This department exists to document and celebrate Harvardiana: Crimson places and people, their customs and crotchets, consequential and otherwise. But on rare occasions, the Pump may be permitted to toot its own horn—in this case, commemorating 85 years of publication in printed form, a longevity increasingly rare in this relentlessly digital era.
It was David McCord, A.B. 1921, A.M. 1922, who first pumped the handle on March 8, 1940, shortly after arriving as acting editor of the Harvard Alumni Bulletin. (Forgiving readers will note that this past spring was, um, a rather newsy one for the alma mater, and so might cut Primus some slack for missing the precise anniversary.) The Bulletin described the new department as “somewhat spasmodic,” but it has mostly been continuous in appearance.
The Pump has weathered well as an outpost of the archaic and the arcane. That reflects its founder’s genius, expressed as only McCord could, when he envisioned “a corner reserved for random comment, for the stray line of Harvard verse, the pleasant non-sequitur of academic observation, the simple fragment or phrase; a niche for the simple story unadorned, for epigram, for the biographical paragraph, for lines from the leaves of some forgotten notebook, for antiquarian illumination,” and more. Amid the rising scale and complexity of organizations like the University, the drive for technological efficiency in everything from its payroll to its pedagogy, and other modern annoyances, the Pump persists as an outpost where Harvard traditions get their due, and the human comedy of the place is rewarded rather than rebuked.
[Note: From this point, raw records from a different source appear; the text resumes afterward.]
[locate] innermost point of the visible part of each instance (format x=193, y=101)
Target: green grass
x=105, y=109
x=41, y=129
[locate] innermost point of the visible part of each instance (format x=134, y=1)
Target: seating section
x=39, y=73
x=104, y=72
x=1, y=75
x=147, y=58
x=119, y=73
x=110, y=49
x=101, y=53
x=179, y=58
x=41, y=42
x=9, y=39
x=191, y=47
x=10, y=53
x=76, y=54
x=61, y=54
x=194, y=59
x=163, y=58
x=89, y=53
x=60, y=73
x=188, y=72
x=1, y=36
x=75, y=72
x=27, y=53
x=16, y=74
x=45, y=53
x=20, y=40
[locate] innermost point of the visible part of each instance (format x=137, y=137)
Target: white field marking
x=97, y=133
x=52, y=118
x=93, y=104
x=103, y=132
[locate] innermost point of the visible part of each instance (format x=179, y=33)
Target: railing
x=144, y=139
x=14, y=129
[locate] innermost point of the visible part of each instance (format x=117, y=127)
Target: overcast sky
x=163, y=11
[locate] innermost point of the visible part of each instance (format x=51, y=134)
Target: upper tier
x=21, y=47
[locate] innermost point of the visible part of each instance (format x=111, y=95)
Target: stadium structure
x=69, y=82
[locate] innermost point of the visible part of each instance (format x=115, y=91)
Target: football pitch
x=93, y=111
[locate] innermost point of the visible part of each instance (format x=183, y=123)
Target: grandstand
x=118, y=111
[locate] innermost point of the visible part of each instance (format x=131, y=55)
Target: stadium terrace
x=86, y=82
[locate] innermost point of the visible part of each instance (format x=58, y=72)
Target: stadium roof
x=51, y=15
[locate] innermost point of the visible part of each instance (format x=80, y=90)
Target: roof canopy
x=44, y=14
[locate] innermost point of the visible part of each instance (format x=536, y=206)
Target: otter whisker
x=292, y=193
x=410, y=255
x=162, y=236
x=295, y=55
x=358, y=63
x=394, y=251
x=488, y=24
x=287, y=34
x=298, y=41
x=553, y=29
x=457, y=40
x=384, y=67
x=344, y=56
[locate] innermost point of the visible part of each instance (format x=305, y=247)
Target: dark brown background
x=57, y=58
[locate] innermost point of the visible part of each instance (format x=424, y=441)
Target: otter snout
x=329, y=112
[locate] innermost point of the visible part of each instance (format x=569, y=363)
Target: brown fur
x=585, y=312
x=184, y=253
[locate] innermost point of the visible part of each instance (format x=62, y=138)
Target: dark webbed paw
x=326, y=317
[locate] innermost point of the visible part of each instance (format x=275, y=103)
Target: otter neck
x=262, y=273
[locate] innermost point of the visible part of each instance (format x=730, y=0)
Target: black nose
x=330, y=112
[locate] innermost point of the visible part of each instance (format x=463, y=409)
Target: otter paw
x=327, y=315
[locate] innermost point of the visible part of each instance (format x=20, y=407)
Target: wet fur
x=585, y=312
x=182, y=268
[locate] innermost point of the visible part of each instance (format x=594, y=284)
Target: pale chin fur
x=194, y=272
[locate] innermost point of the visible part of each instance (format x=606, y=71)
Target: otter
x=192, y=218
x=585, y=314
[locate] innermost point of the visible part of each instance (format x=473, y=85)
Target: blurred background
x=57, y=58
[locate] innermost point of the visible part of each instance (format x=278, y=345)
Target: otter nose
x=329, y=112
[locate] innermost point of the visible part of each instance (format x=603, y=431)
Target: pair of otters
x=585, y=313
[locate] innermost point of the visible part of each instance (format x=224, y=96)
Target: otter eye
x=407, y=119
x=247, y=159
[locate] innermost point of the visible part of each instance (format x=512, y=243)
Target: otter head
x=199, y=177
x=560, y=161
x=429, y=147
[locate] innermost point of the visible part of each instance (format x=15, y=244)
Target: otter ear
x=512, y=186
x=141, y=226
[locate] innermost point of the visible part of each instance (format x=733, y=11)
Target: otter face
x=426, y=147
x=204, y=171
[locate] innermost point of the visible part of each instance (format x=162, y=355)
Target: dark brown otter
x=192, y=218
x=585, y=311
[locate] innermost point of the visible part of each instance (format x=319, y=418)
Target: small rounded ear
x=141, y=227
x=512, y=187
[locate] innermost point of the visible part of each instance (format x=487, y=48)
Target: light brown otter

No one has matched McCord in the verse department, as when he captured New England winter economically on March 15, 1940: “In Boston when it snows at night/They clean it up by candle-light;/In Cambridge, quite the other way,/It snows and there they leave it lay.”
Still, the Pump has soldiered on in his spirit. What better account of Harvard’s sometimes maddening pursuit of perfection than the September-October 1983 column on the three hundred or so designs for the guardhouse at Johnston Gate and Harvard Hall by Graham Gund, M.Arch. ’68, M.A.U. ’69 (who died this past June 6, in Cambridge)? (The piece concluded with The Harvard Crimson’s letter on the result from Raggedy Ann and Andy, who inquired about renting the place given the tight housing market.) Is there a more memorable take on the raw (pun intended) silliness of streaking than the April 1974 compendium of footnoted reports, including “Lessons in gross anatomy. A Harvard Medical School anatomy examination was interrupted by two streakers wearing surgical masks”?
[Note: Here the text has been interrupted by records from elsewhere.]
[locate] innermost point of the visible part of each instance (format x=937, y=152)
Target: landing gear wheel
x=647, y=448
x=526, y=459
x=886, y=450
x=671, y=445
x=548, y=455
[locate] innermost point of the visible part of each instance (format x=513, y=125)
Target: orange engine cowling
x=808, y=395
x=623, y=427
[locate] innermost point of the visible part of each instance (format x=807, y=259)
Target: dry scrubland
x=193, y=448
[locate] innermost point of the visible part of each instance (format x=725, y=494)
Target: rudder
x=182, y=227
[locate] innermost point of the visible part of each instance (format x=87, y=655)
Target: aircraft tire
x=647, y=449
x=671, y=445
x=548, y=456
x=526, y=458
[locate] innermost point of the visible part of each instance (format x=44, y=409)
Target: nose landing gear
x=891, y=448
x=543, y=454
One random observation from January-February 1986 conveys just how long it took to build this special center of academic excellence. When the last old white pine to the east of University Hall was felled by Hurricane Gloria in September 1985, Primus consulted Samuel Eliot Morison’s history and discovered President John Thornton Kirkland’s order to plant the grove in 1857—“to screen the long, low outhouse that sheltered the privies.”
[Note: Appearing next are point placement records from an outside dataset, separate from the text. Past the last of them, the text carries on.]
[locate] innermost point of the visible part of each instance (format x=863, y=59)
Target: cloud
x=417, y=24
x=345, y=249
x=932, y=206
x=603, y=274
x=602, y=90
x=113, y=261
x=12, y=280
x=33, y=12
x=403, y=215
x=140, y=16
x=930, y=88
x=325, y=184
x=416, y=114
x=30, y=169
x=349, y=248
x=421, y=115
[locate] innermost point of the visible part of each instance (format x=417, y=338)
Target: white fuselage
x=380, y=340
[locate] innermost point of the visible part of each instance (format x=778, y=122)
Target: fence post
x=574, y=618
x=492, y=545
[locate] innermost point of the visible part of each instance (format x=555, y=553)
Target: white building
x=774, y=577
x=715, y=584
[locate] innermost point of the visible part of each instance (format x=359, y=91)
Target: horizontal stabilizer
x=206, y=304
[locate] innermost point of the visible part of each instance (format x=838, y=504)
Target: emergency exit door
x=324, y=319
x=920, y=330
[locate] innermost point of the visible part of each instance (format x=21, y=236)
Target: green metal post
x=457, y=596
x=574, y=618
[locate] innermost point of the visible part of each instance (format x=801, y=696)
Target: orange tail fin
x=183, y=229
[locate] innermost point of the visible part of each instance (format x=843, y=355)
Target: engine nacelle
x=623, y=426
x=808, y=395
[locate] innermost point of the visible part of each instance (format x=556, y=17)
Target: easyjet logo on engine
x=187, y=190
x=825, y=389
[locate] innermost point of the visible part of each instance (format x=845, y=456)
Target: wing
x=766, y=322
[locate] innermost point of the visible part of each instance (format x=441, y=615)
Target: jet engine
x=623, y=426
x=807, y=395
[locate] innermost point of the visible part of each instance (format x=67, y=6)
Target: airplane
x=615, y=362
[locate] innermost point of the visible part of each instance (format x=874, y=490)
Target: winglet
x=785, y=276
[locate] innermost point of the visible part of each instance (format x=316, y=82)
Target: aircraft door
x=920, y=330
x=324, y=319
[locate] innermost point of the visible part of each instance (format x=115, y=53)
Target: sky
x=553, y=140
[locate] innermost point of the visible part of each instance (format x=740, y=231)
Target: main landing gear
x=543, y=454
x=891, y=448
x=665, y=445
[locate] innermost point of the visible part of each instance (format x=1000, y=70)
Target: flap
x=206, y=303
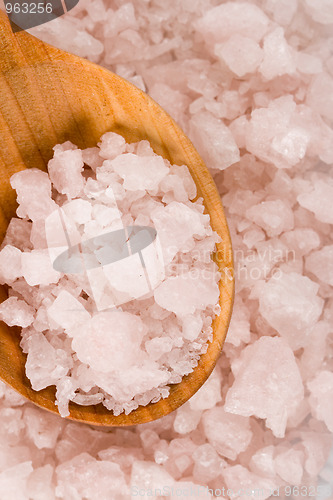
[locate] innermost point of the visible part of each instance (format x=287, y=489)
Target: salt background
x=252, y=85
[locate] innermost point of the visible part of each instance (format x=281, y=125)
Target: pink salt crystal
x=16, y=312
x=239, y=479
x=289, y=466
x=274, y=216
x=267, y=384
x=241, y=54
x=43, y=430
x=148, y=476
x=272, y=136
x=186, y=419
x=65, y=170
x=13, y=481
x=321, y=399
x=290, y=304
x=185, y=293
x=319, y=200
x=74, y=479
x=33, y=188
x=140, y=173
x=40, y=483
x=111, y=341
x=229, y=434
x=208, y=395
x=225, y=20
x=213, y=140
x=37, y=268
x=278, y=56
x=320, y=263
x=67, y=312
x=10, y=264
x=111, y=145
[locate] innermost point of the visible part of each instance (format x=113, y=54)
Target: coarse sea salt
x=270, y=135
x=89, y=330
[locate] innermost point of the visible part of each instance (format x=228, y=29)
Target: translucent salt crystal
x=225, y=20
x=16, y=312
x=111, y=145
x=186, y=419
x=239, y=478
x=320, y=263
x=111, y=341
x=42, y=428
x=78, y=210
x=185, y=293
x=13, y=481
x=213, y=140
x=140, y=172
x=10, y=264
x=208, y=395
x=278, y=56
x=321, y=12
x=18, y=234
x=33, y=188
x=269, y=366
x=318, y=200
x=272, y=136
x=37, y=268
x=74, y=479
x=149, y=477
x=241, y=54
x=290, y=304
x=65, y=172
x=229, y=434
x=191, y=327
x=289, y=466
x=67, y=312
x=273, y=216
x=321, y=399
x=176, y=225
x=40, y=483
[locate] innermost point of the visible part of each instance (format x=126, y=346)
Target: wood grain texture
x=48, y=96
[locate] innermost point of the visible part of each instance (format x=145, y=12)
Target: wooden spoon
x=48, y=96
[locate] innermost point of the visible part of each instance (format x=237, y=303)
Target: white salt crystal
x=241, y=54
x=320, y=263
x=239, y=479
x=10, y=264
x=223, y=21
x=33, y=188
x=268, y=384
x=208, y=395
x=37, y=268
x=229, y=434
x=67, y=312
x=273, y=216
x=140, y=173
x=65, y=172
x=111, y=341
x=289, y=466
x=290, y=304
x=16, y=312
x=321, y=399
x=213, y=140
x=185, y=293
x=278, y=56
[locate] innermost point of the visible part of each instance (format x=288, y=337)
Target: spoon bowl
x=47, y=97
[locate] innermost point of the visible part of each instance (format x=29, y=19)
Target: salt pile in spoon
x=98, y=332
x=161, y=47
Another, from July-August 1996, uncovers what lies at the core of the place’s mission:
“The log of the Harvard University Police Department, published weekly…is usually a recital of trespassing incidents, disturbances of the peace, and the dispossession of bicycles, laptop computers, watches and wallets from overly trusting or distractable members of the…community. This recent entry provided a pleasing change of pace:
‘Screams were heard at Adams House. Units were dispatched, and upon arrival they found a person screaming for joy. The subject had been admitted to graduate school.’”
. . .
Speaking of birthdays, there are now those in the land who seem determined to keep Harvard from reaching its four hundredth anniversary, in 2036—or at least to make the occasion far from celebratory. Like Primuses I-V, this one takes heart from the University’s traditions and values, and the people who uphold them. It says here that the old place will have reasons aplenty to light 400 candles, proudly, 11 years hence. None too soon to prime the pump.